Uno de los aspectos más curiosos de ese abuso de las encuestas, verdaderamente digno de un cuento de Borges, es que, en tanto los votantes esperamos de los partidos que presenten sus listas de candidatos para empezar a pensar a quiénes queremos votar, los dirigentes políticos, vías las encuestas, trasladan su incertidumbre a la gente pidiéndole que califique a extensas listas de posibles candidatos.
Sin embargo, a mi parecer, la encuestomanía es apenas un síntoma de una dolencia aún más grave. En muchos países se usan las encuestas de manera rutinaria sin que los dirigentes partidarios enloquezcan por ellas. El verdadero problema es que en los últimos años las sucesivas maniobras de los dirigentes partidarios para zafar de coyunturas difíciles han provocado un grave deterioro de las identidades partidarias y, por ende, del sistema institucional de partidos.

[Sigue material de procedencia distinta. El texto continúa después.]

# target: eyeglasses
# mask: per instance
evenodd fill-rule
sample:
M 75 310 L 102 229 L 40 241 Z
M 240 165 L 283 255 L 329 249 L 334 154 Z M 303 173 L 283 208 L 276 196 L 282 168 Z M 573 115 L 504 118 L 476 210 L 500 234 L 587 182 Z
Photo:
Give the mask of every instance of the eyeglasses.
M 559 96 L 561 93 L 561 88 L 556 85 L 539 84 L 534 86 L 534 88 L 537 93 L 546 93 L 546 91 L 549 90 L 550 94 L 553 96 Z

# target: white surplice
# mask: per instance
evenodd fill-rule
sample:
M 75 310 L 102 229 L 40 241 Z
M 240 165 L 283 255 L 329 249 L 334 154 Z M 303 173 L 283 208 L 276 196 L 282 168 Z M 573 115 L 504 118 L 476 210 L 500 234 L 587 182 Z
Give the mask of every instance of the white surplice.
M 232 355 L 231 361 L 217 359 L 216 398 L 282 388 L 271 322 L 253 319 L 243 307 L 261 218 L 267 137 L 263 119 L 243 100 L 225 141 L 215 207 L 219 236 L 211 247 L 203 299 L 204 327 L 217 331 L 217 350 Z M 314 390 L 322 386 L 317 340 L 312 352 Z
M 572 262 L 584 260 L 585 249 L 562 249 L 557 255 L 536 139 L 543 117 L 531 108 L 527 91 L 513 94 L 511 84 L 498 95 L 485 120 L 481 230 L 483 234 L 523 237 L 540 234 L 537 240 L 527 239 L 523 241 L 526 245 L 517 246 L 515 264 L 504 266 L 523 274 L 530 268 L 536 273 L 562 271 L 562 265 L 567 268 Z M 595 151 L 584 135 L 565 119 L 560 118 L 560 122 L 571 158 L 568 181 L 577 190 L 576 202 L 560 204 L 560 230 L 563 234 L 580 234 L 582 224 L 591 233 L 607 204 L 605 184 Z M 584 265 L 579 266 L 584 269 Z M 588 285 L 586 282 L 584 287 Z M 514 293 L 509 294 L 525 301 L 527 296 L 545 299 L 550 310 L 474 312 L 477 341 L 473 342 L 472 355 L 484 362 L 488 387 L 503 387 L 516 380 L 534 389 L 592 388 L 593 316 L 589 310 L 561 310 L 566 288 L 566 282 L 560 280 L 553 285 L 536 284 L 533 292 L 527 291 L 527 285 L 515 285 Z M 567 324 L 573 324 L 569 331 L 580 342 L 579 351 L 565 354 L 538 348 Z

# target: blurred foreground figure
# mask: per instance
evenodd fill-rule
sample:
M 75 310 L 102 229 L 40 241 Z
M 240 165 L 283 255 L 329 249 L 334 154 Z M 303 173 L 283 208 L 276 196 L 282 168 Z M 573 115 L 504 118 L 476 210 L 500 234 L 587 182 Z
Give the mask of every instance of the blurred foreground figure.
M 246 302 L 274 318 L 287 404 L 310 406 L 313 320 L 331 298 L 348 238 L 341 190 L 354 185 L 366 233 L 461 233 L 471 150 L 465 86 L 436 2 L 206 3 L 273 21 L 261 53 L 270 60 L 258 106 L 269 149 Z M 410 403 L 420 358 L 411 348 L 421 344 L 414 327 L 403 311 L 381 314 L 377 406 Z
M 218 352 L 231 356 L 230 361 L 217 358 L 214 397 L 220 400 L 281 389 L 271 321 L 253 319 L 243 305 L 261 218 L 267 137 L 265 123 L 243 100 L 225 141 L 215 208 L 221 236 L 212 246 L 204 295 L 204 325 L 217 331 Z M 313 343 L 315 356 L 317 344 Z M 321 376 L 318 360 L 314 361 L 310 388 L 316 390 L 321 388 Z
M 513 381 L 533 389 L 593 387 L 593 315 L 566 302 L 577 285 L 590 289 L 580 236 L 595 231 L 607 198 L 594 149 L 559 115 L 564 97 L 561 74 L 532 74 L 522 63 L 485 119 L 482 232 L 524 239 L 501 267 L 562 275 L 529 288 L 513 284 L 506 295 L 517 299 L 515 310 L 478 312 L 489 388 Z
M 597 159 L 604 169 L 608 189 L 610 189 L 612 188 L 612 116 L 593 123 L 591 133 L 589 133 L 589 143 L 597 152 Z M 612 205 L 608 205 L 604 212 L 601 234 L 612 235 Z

Primero fue Menem con la invención de los candidatos “paracaidistas” como el Lole Reutemann o Palito Ortega y, hacia el fin del mandato, con su insistencia en la re reelección. Luego vinieron sucesivos desgajamientos del peronismo y de la UCR –el Frepaso, el ARI, el partido de López Murphy o de Cavallo– y el nacimiento de nuevos agrupamientos –como el PRO– que contribuyeron a generar más ruido aún. Posteriormente, en medio de la crisis de 2001-2002, Duhalde agregó su cuota de creatividad al transformar una elección presidencial en una interna del PJ, permitiendo las candidaturas simultáneas de Kirchner y de Menem.
El deterioro de las identidades partidarias obliga a los votantes a elegir casi exclusivamente en función de la trayectoria, de la personalidad o de la cara de cada candidato en particular, ya que resulta imposible decidir sobre la base de la experiencia histórica acumulada por la ciudadanía o en función de preferencias ideológicas, tradiciones de familia o cualquier otro criterio relativamente estable.
Pero, en esas condiciones, como es ahora evidente no sólo en relación con el oficialismo, los nombres con algún grado de popularidad, aptos para ser incorporados a una lista, son sumamente escasos, debido a que el grueso del público no se pasa todo el día pensando en la vida política del país, y cuando lo hace, suele ser para recordar alguna metida de pata.
¿Qué otras alternativas tendría el kirchnerismo en una elección de medio tiempo para seducir a los votantes dada la escasez de nombres potables? Existen dos posibles recursos: enfatizar los buenos resultados de la gestión o bien electrizar al país, arriesgándose a presentar un programa de medidas a tomar en un futuro próximo que corresponda a las expectativas de la mayoría de aquellos.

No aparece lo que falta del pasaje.